Die Bezirksregierung Arnsberg hatte seinerzeit signalisiert, die Maßnahmen durch Landesmittel zu unterstützen. Darauf hin hatte Bürgermeister Hans-Josef Vogel Anfang Mai Umweltminister Eckhard Uhlenberg persönlich angeschreiben, um für die nunmehr vorliegenden Gesamtkosten in Höhe von 1.7 Mio € seine konkrete Finanzzusage zu bekommen, damit kein Verzug und Zeitverlust bei den weiteren Planungen und Umsetzungen auftritt.

Vor wenigen Tagen hat die Stadt von Umweltminister Eckhard Uhlenberg eine positive Antwort erhalten. Durch Umschichtung von Haushaltsmitteln im Umweltministerium ist es möglich geworden, Gelder zur Finanzierung des Hochwasserschutzes in Arnsberg schon jetzt zur Verfügung zu stellen. Die Mittelzuweisung umfasst zur Zeit nicht den benötigten Gesamtbetrag, sondern beläuft sich auf vorerst 800.000 €. Der Restbetrag von weiteren 900.000 € zur naturnahen Entwicklung der Gewässer ist für eine Bezuschussung in 2009 vorgemerkt.

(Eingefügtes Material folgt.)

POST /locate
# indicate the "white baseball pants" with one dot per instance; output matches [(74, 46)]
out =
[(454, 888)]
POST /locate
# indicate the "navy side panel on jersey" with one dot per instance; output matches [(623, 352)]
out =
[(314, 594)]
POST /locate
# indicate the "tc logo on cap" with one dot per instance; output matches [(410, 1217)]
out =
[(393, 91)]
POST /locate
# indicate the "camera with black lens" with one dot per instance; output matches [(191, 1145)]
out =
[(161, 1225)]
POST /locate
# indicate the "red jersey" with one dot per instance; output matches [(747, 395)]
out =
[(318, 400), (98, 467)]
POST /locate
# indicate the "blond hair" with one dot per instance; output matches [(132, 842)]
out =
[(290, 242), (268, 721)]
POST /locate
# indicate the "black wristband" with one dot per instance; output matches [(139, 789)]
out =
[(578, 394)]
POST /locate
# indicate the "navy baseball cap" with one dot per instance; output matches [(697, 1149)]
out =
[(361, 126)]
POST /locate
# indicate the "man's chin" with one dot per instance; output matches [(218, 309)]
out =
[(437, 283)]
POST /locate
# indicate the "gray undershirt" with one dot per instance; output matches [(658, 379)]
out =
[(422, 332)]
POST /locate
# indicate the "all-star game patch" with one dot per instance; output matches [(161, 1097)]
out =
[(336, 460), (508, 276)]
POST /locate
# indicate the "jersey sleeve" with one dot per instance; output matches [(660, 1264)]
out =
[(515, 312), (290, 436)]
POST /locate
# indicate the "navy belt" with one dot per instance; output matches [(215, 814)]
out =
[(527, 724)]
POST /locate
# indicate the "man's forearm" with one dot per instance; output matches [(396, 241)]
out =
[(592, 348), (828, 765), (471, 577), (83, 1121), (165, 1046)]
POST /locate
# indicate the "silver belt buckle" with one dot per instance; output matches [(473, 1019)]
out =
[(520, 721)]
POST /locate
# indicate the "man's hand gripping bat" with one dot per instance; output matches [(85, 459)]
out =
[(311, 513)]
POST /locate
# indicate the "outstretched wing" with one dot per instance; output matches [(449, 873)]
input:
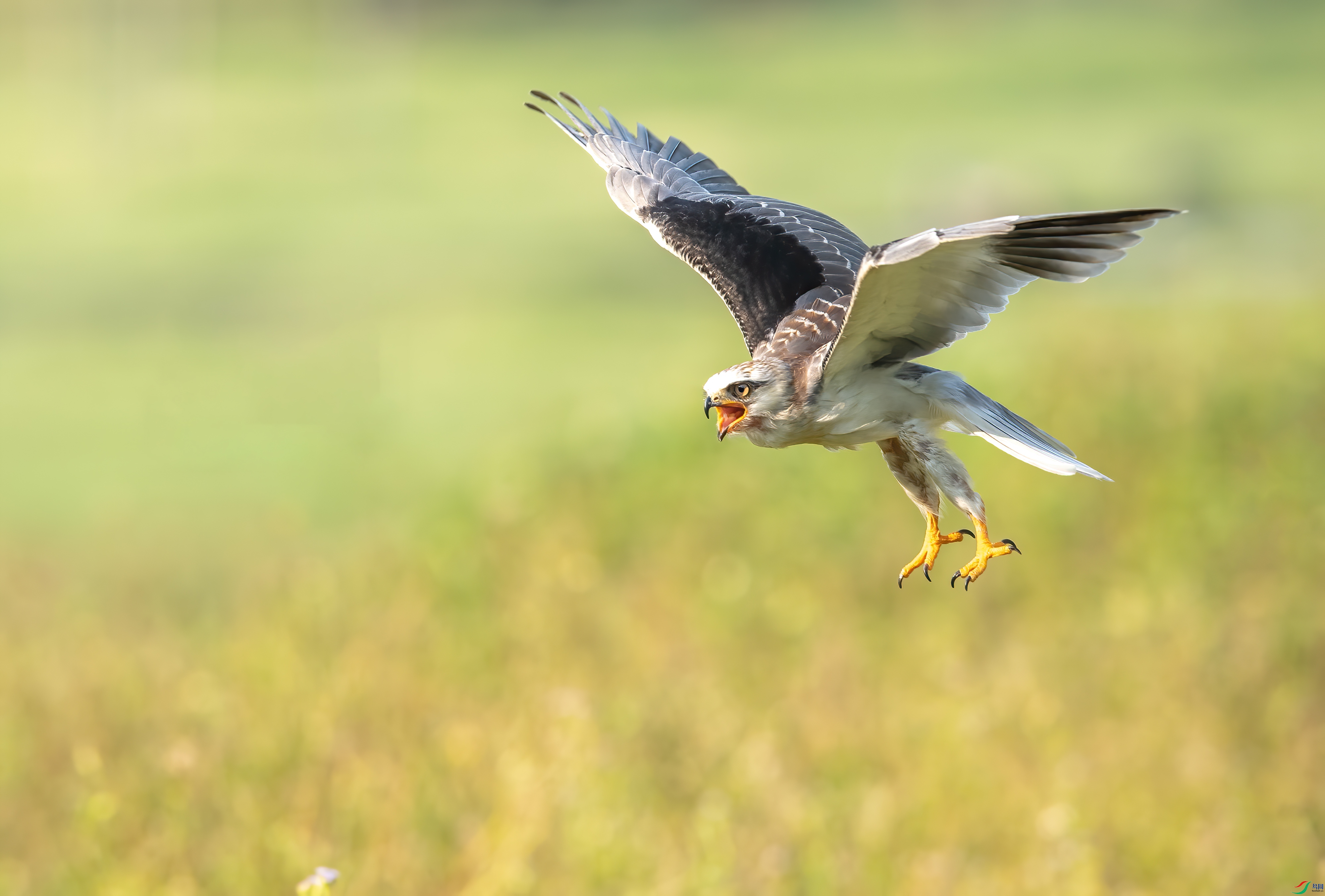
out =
[(927, 292), (767, 259)]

Die jetzt zur Verfügung gestellten Mittel müssen noch in diesem Jahr abgerufen werden. Das bedeutet, dass das Planungsbüro und die beteiligten Behörden in kürzester Zeit die Genehmigung der anstehenden Maßnahmen erreichen müssen. Hieran wird von allen Seiten weiterhin mit Hochdruck gearbeitet. Sorgen machen Dr. Gotthardt Scheja vom städtischen Umweltbüro jedoch einige Anlieger. Diese zeigen trotz intensiver Verhandlungen keine oder wenig Bereitschaft zur Mitwirkung auf ihrem Grundstück oder stellen unrealistische Forderungen. Dies ist umso unverständlicher, als die Maßnahmen auch zu ihrem eigenen Schutz gegen Hochwasser dienen würden. Da auf jeden Fall weitere Verzögerungen vermieden werden müssen, wird es möglicherweise notwendig, auf die eine oder andere Maßnahme, die nicht einvernehmlich durchgeführt werden kann, dann zu verzichten. Dadurch könnte aber der höchstmögliche Hochwasserschutz vielleicht an diesen Stellen nicht erreicht werden.

Vorgesehen ist seitens der Stadt Arnsberg, bis zum November die entsprechenden wasserrechtlichen Genehmigungen erlangt zu haben, um dann den erforderlichen Förderantrag zu stellen. Hiernach kann erst mit der Ausführungsplanung, der Erstellung des Leistungsverzeichnisses und der Ausschreibung der Arbeiten für die Maßnahmen begonnen werden.

Die Unwetter haben auch in anderen Stadtteilen Schäden verursacht. Hier ist, so Dr. Scheja vorgesehen, im Spätsommer mit dem bearbeitenden Ingenieur-Büro die Bäche zu begehen, um in einer Prioritätenliste auch dort weitere Maßnahmen festzulegen, die in dann ab 2009 umgesetzt würden.